During the operation, we found that fenestration of the LSA, which is usually much more tortuous, twisted, or angulated, was more difficult than that of the BCT and LCCA. When the LSA had a severe lesion or was extremely difficult to fenestrate, arterial bypass or transposition was performed. After fenestration, an appropriate balloon size was selected according to the diameter of the branch artery. When dilating the puncture site, we used gradual balloon dilation followed by balloon-guided insertion of a branch stent, released the stent slowly, and re-dilation with a balloon to avoid collapse and occlusion of the stent and ensure blood patency of the branch artery. The proximal end of the branch stent extended 1 cm inside the aorta, and the distal end avoided blocking other branched arteries [19]. To prevent endoleaks, fluency-covered stents are usually used; however, some studies have shown that the utilization of a balloon-expanded bare stent is also safe and effective if there is a sufficiently healthy PLZ [20].

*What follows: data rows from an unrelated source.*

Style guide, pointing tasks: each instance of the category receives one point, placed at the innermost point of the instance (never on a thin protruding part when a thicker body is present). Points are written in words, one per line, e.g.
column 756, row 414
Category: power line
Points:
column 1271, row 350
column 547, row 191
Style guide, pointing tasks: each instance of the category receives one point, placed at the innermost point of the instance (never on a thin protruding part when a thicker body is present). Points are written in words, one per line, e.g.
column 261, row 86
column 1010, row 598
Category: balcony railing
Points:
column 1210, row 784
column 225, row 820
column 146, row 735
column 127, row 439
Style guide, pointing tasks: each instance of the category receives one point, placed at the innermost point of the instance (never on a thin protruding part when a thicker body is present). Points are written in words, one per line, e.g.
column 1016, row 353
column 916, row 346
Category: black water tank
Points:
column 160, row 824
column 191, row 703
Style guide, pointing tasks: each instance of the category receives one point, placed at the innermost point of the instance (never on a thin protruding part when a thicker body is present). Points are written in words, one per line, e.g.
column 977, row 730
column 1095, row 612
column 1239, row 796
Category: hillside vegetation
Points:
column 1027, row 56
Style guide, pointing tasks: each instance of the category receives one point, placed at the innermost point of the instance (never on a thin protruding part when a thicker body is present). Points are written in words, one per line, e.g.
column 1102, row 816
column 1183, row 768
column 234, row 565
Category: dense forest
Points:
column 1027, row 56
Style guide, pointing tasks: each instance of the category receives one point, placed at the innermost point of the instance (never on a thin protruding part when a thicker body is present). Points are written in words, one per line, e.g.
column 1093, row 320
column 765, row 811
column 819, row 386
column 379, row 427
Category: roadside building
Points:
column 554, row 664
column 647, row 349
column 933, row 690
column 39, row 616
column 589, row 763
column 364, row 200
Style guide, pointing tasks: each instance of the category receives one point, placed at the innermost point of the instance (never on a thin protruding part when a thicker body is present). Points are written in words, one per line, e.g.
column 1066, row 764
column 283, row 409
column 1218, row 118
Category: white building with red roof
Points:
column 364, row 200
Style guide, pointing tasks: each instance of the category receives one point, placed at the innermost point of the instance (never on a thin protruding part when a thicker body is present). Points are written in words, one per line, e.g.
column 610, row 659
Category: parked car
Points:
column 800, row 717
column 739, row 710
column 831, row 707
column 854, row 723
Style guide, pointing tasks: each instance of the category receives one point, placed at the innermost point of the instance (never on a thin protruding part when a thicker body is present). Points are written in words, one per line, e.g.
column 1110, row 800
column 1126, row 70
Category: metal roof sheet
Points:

To determine the best puncture methods, many studies and experiments have compared different brands of grafts and puncture methods. As for which method results in better fenestration quality, different stent grafts tolerate mechanical and thermal energy differently, and can influence the final fenestration quality. An in vitro study [21] used five commercially-available stent grafts to perform fenestrations using a needle and laser, followed by gradual balloon dilation, to assess the fenestration quality using various quantitative indicators. We can conclude that there is no absolute best way to perform fenestration, and we should choose the appropriate method according to the different stent grafts available and existing technical conditions.

The incidence of cerebrovascular accidents was relatively low at 2.6%, demonstrating the benefits of our method of cerebral protection and simple arch operation without extra procedure; therefore, a good learning curve is also key to the outcomes of ISNF. Firstly, grasping the anatomy of the superior arch branch vessels, the main reason for technical failure of fenestration was tortuosity of the vessel or angulation between the target artery and aortic arch. Secondly, the selection of fenestration tools, some patients are suitable for fenestration using balloon puncture needles, some patients are suitable for tracheal biopsy needles, and even some patients are suitable for fenestration through neck incisions. Thirdly, the selection of the stent-graft fabric, the textile material and the configuration of the metallic struts of the stent-graft may potentially affect the performance of the stent-graft following fenestration, so it is important to select the suitable stent-grafts. Afterwards, the location of the fenestration on stent-graft. If the fenestration was close to the metallic struts of the stent-graft, the bridging stent could not be fully opened due to partially obstruction by stent strut, which may lead to endoleak. The implantation of branch stents is not always smooth, and during the implantation process, various reasons often prevent the branch stents from entering the large stent cavity. Finally, choosing the appropriate size of the branch stents is very important. It was reported that good apposition of the side branch stent to the main stent-graft could decrease the risk of endoleak.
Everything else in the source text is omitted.